Delta "has invested in several tools to improve its baggage handling to its current industry leading position, and we continue to work with alliance partners on solutions to ensure consistent baggage transfers," Egerton says. "Additionally, as warranted, Delta can work to provide customer-specific resolutions where unique issues frequently occur."

SkyTeam members must meet more than 120 requirements, she says, and the 20 airlines in the partnership are "regularly audited to ensure compliance and delivery of strong customer service."

For decades, until at least the 1990s, Aeroflot had a reputation for poor customer service and unsafe aircraft. Operating Russian-built jets, including many that were old, the airline had one of the worst fatal accident records in the industry, according to data compiled by this journalist for Condé Nast Traveler magazine.

In 1990, Aeroflot bought its first Western airliners, purchasing five A310s from Airbus. Then, the airline began buying many more Airbus and Boeing jets, the aircraft it now flies between the USA and Russia.

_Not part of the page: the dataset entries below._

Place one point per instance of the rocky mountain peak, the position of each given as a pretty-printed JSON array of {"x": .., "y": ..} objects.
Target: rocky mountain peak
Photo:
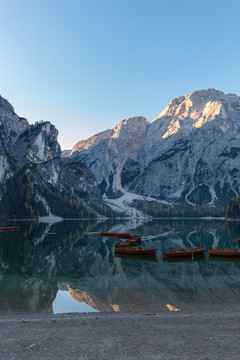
[
  {"x": 191, "y": 111},
  {"x": 130, "y": 127},
  {"x": 92, "y": 141}
]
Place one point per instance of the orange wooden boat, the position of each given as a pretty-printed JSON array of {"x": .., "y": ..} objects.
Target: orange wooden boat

Aeroflot's website today proclaims that the airline's fleet of about 250 planes "is one of the youngest in the world" and "the youngest of any airline worldwide that operates more than 100 aircraft." The majority of the fleet consists of Airbus A320, Airbus A330 and Sukhoi SuperJet 100 aircraft, and the fleet, which flies to 146 destinations in 52 countries, carried 32.8 million passengers last year, Aeroflot says.